Exam preparation materials

V. TECHNOLOGY AND INTELLECTUAL DEVELOPMENTS 1750–1914

Economic, political and social changes occurred so rapidly in this 150 year period that is difficult to keep track of them all. The flow chart in section VII of this chapter provides a good outline of the causes and effects of these changes. Advances in power and transportation drove the Industrial Revolution. Steam provided consistent power for new factories. In transportation news, and millions of miles of rail lines were laid through out Europe, India, Africa, and throughout eastern Asia. This facilitated the movement of resources and manufactured goods. The new industrial world required large numbers of laborers. In the latter half of the nineteenth century, this need, along with the abolition of slavery, resulted in large-scale migrations around the world. Europeans and east Asians immigrated to the Americas, and south Indians moved into other British-controlled territories.

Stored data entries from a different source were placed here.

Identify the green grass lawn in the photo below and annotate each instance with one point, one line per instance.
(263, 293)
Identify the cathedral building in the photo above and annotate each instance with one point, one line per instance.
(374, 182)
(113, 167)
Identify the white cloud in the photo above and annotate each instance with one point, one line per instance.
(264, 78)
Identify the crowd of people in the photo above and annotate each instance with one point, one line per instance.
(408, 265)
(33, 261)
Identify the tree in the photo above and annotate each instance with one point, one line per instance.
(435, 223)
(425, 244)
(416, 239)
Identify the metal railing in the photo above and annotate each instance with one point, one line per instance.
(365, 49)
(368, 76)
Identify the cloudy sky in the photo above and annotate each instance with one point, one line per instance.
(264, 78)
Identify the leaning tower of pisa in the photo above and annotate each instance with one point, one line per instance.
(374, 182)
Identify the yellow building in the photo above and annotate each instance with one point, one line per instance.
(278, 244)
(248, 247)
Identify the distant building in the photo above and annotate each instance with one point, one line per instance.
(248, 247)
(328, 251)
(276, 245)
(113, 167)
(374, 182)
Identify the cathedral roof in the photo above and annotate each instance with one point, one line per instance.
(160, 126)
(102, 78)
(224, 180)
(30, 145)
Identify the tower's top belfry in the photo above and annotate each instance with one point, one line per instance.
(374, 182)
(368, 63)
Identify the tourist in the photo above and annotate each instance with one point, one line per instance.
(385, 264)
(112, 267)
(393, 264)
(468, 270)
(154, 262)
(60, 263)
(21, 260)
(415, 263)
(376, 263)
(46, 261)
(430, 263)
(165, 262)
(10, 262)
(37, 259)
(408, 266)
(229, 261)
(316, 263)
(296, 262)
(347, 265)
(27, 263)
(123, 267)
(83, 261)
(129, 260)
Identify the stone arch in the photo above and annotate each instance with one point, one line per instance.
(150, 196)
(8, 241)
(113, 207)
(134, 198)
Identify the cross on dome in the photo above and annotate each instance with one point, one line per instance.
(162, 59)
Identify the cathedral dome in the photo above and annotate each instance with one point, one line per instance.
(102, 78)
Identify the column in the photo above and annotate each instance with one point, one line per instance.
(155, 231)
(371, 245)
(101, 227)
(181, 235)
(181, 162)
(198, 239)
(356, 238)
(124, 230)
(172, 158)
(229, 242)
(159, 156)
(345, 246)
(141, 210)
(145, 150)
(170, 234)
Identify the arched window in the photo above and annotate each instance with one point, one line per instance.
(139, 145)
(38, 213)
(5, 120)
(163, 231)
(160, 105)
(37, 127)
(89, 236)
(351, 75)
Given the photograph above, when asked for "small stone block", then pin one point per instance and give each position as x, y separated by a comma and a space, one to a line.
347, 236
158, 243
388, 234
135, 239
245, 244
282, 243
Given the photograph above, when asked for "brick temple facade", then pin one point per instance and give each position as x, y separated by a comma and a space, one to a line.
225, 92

This rapidly transforming world also resulted in the creation of new forms of entertainment for the urban working-class, new literature and revolutionary new ideas, exhibitions, fairs and amusement parks, professional sports, as well as the first department stores with widely available consumer goods. Both English and Japanese women published novels, some of which were indictments of working class life. The rapid industrialization also created the need for new forms of job protection including unions and new ideas about the relationships between the social classes.

With industrialization came new imperialism and interactions. The arts and culture of Europe were influenced by contact with Asia and Africa, and new more modern forms developed. Meanwhile, the Japanese started to integrate Western styles into traditional art forms. The seemingly radical Impressionist period in nineteenth-century European painting was based on depictions of real life, while the modernist art movements included cubism, surrealism, and art nouveau.

New industrialization and imperialism also resulted in new reasons and new ways to make war. This period saw the development of automatic weapons, including the Maxim gun of the 1880s. The assembly line allowed for mass production of gasoline powered automobiles and eventually the first tanks, which led to the massive destruction wrought on the battle fields of World War I.